München (dpa) - Vor der Münchner Sicherheitskonferenz (MSC) warnen Experten vor wachsender Zustimmung für eine um sich greifende «Politik mit der Abrissbirne». «In vielen westlichen Gesellschaften gewinnen politische Kräfte an Dynamik, die Zerstörung bevorzugen gegenüber Reformen», stellt der MSC- […] mehr

Kommentare

5Pontius09. Februar um 17:38
@4 Bei China und Afrika muss ich dir etwas widersprechen: Die investieren da und sehen es als Kolonie und zum Ausbeuten. Sie sind aber nicht an einer Entwicklung der Zusammenarbeit interessiert, da geht es ums beherrschen. Demnach ist der Unterschied zu Europa bezüglich des Blickes nicht sonderlich anders - nur "investieren" sie da.
4suse9909. Februar um 17:09
@2 : Die Welt besteht ja nicht nur aus USA, China, Russland und Europa. Aber leider begreifen das nur sehr wenige. Der ganze afrikanische Kontinent wird lediglich als "Entwicklungsland" mit lauter dummen Menschen betrachtet, lediglich China hat das dortige Potential anscheinend begriffen und sich etliche Gebiete gesichert. Die alte koloniale Arroganz der Europäer verhindert eine wirklich Änderung der globalen Wirtschaft.
3Pontius09. Februar um 17:03
Der Steuerzahler springt doch ein im Zweifel...
2Pontius09. Februar um 16:59
@1 Daher ja Trumps Antiglobalisierungskurs, der kurzfristig funktionieren wird. Für den Rest ist er schon zu alt als dass es ihn wirklich interessieren würde. Aber ich habe am europäischen Willen ehrlich Zweifel, denn wenn stattdessen die Investitionen in Richtung China wandern: <link> Dann sind die kurzfristigen Dinge ebenso wichtiger als der langfristige Ausblick - aber warum sollte man sich auch Sorgen machen?

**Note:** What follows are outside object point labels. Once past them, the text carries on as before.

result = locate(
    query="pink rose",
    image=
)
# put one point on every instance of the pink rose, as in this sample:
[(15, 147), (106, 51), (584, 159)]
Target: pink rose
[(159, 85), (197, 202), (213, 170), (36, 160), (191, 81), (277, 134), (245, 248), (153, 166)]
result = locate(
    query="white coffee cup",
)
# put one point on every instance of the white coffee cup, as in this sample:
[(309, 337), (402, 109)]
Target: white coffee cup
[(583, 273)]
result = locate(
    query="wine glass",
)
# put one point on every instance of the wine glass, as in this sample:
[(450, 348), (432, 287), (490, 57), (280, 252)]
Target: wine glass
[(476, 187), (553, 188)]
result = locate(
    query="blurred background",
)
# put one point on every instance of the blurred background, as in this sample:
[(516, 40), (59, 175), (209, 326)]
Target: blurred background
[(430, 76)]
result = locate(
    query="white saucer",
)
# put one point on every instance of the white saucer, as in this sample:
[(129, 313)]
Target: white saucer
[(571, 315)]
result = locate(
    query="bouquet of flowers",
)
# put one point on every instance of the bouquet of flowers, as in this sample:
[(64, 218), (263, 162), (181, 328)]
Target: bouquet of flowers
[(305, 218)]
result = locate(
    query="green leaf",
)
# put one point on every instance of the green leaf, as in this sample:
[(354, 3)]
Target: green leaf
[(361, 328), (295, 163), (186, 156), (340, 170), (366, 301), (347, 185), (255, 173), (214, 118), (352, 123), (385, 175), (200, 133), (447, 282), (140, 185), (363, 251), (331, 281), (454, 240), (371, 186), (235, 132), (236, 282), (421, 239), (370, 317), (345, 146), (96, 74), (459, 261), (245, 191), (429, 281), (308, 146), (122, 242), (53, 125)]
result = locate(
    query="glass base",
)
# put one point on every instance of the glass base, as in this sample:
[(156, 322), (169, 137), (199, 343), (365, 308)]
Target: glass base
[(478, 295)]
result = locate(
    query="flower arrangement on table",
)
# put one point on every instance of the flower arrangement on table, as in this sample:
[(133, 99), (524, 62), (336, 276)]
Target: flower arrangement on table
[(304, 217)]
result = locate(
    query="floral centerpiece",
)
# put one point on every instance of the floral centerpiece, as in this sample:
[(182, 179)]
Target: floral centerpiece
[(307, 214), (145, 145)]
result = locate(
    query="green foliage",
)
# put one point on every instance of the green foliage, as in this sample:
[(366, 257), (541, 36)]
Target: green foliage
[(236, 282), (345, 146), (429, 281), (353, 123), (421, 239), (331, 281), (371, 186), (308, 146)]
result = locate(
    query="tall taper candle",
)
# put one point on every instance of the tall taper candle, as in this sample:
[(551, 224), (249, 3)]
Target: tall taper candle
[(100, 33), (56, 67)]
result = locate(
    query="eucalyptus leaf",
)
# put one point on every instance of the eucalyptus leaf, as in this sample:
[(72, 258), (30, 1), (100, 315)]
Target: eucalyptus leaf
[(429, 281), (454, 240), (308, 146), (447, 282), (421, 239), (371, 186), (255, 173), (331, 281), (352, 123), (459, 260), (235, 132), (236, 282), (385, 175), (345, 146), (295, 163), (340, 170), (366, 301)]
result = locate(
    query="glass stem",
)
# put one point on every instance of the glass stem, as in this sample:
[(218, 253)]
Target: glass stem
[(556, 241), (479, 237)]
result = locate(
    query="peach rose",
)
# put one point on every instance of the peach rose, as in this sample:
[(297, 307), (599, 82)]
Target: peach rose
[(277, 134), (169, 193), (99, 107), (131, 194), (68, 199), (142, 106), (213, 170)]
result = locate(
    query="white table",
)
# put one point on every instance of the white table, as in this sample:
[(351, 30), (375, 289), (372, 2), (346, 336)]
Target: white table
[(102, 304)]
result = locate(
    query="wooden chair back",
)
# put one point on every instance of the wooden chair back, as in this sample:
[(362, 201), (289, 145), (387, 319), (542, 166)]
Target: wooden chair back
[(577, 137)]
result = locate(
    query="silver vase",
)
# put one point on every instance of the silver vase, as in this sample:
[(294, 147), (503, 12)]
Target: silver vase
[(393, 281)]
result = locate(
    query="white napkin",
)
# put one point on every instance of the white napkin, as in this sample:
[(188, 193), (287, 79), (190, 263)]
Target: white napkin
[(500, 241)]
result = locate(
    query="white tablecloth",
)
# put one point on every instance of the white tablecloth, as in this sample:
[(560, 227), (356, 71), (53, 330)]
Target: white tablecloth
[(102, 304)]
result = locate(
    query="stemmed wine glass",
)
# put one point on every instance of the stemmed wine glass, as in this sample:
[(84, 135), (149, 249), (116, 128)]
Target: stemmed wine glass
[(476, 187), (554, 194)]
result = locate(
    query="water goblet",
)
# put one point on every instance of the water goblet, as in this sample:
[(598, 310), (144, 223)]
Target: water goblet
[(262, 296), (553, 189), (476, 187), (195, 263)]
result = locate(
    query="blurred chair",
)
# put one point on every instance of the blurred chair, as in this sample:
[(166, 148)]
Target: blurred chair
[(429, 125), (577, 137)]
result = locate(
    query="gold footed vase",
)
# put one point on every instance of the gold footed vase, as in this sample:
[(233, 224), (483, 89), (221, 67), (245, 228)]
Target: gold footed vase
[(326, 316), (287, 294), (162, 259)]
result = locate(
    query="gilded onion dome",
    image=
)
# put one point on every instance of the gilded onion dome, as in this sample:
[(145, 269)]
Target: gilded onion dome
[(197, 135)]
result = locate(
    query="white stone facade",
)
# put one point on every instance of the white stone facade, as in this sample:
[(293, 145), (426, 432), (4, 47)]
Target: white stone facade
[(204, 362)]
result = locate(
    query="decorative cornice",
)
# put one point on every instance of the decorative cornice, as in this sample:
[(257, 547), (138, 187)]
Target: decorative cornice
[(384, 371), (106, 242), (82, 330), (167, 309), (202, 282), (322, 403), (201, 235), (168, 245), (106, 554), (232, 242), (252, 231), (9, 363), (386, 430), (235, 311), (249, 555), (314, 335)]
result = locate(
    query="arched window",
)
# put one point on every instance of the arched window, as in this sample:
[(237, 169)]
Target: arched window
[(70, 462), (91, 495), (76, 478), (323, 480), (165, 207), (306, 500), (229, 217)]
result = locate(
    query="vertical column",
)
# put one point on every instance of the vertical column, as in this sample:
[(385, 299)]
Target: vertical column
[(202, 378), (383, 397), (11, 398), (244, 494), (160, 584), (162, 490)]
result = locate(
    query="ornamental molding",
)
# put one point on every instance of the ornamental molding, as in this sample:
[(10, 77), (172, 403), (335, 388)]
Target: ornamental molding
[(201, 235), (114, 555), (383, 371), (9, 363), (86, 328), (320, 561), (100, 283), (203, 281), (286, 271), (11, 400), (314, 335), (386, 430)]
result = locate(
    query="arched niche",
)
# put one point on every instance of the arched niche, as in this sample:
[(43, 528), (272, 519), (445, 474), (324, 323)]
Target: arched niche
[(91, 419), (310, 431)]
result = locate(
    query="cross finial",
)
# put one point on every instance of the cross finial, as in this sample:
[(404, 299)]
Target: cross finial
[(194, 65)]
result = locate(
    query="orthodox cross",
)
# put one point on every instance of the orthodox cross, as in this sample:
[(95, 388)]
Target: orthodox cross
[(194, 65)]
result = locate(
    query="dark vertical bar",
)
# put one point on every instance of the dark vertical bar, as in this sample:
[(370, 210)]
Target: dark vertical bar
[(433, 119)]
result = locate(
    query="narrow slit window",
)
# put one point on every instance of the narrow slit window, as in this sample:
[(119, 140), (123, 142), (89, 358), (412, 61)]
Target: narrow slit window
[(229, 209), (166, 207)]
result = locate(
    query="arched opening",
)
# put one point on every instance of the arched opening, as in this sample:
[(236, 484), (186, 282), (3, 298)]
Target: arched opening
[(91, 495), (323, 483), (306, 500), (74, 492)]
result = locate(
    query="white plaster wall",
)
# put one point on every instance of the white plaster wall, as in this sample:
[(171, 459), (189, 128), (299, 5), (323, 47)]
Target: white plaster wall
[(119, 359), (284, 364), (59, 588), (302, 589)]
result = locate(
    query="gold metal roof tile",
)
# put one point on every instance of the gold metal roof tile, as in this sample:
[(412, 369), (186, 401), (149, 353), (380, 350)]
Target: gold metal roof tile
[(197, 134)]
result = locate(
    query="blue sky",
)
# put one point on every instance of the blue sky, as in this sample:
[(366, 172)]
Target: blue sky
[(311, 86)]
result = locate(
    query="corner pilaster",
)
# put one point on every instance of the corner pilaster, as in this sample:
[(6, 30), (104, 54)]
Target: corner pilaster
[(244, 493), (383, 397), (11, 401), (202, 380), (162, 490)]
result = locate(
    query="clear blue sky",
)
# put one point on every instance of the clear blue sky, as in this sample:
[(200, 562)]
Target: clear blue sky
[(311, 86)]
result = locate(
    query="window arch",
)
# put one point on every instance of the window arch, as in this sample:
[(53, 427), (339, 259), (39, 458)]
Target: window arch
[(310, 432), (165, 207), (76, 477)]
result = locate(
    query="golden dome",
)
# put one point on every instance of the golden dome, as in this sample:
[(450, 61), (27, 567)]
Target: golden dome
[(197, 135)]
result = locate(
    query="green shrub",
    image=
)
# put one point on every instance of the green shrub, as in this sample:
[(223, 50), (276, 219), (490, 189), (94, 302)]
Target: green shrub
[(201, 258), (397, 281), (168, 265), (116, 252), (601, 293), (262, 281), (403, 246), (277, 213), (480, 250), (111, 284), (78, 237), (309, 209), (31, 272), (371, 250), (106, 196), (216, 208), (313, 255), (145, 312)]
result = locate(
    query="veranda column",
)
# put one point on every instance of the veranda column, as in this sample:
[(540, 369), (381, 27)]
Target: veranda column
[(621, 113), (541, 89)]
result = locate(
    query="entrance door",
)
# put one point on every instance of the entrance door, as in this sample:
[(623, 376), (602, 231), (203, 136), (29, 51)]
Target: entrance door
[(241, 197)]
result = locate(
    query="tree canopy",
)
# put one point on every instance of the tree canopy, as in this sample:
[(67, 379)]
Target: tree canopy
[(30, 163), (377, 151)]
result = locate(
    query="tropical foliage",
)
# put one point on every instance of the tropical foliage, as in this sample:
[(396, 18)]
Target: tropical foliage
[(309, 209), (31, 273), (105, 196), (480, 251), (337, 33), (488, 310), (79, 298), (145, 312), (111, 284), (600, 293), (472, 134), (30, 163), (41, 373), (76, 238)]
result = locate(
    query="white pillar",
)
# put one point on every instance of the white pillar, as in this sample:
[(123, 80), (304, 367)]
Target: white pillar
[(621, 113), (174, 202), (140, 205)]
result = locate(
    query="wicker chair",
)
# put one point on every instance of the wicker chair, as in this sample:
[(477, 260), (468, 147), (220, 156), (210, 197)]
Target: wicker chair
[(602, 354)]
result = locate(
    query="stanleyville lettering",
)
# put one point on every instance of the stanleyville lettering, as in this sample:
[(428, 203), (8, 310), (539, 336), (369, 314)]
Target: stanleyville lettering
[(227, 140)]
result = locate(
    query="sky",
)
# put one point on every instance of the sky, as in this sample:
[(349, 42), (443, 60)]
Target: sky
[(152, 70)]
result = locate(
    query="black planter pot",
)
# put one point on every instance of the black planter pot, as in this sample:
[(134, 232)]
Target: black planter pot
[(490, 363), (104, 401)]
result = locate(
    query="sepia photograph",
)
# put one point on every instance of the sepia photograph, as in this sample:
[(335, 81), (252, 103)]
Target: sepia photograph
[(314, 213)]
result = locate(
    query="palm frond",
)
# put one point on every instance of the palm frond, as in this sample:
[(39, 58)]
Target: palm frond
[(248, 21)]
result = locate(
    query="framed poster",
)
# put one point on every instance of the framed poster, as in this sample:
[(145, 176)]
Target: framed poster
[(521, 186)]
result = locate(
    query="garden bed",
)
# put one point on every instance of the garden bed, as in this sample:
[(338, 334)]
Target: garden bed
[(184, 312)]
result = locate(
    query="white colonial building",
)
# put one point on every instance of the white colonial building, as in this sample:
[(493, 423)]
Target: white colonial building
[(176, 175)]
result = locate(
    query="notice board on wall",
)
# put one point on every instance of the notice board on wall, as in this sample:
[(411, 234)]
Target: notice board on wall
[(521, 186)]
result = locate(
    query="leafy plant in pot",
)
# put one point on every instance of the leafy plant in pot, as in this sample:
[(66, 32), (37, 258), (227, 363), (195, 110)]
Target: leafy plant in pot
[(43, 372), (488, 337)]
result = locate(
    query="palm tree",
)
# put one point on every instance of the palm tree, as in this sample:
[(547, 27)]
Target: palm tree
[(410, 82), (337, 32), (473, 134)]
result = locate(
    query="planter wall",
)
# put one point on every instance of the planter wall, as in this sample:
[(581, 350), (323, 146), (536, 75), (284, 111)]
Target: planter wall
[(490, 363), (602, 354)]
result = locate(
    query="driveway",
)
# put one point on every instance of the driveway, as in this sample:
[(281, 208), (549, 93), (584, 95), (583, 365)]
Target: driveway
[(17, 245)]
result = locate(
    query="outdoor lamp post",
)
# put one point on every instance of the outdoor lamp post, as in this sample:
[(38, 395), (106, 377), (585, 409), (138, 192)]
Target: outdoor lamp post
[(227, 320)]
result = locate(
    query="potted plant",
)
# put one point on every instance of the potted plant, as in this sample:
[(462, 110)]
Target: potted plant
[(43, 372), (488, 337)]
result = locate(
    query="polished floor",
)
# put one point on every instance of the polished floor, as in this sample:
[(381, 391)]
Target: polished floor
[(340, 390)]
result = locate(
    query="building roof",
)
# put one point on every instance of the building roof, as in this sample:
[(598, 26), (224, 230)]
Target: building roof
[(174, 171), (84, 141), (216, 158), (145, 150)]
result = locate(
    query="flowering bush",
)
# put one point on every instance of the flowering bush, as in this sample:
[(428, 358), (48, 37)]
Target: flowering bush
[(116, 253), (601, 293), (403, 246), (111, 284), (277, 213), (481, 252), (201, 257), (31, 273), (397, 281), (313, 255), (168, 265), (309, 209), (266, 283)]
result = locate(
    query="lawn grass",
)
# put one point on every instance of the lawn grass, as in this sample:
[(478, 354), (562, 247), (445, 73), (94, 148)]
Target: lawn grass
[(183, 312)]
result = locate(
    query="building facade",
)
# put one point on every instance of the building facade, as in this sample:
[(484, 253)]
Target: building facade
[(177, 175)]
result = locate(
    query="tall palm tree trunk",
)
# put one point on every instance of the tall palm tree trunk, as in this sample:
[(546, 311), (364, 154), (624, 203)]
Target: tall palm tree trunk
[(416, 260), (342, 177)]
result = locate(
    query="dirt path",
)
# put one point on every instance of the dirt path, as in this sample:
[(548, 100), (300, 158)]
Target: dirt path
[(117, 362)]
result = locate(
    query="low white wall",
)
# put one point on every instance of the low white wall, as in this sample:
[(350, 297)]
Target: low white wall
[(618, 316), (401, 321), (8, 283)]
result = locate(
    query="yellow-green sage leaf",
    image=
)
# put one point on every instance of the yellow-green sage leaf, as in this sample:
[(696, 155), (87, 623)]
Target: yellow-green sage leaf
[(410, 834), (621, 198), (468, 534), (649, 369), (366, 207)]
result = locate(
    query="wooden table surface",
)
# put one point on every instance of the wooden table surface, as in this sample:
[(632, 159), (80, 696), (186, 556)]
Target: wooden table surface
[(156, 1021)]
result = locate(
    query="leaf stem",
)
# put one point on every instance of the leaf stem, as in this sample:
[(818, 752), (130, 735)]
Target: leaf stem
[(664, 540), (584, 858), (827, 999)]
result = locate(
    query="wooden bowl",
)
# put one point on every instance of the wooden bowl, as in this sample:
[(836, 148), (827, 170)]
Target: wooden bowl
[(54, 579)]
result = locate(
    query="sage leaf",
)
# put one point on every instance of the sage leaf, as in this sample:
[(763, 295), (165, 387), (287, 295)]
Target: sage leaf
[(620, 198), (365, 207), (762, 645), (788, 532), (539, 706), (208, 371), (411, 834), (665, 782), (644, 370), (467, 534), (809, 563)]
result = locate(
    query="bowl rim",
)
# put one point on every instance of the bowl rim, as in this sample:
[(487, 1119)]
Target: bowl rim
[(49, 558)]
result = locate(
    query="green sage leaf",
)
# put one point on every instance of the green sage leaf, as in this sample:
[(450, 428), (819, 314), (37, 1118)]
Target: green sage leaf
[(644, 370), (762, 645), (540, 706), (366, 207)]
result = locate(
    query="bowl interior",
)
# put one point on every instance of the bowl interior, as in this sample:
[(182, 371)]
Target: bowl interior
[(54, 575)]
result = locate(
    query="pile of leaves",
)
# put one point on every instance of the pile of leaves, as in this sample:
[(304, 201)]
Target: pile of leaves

1suse9909. Februar um 16:43
Was Trump und Co anscheinend nicht klar ist: Sollte Europa tatsächlich derart aufrüsten und unabhängig werden von der Unterstützung durch die USA, verlieren sie erheblich an Macht und Einfluss jenseits des Atlantik. Es wird endlich Zeit, dem "großen Bruder" zu erklären, dass er nicht alles darf was er will. Die europäische Wirtschaft sollte wirklich einmal über den bisherigen Tellerrand schauen und die alten kolonialen Vorurteile aus dem Weg räumen.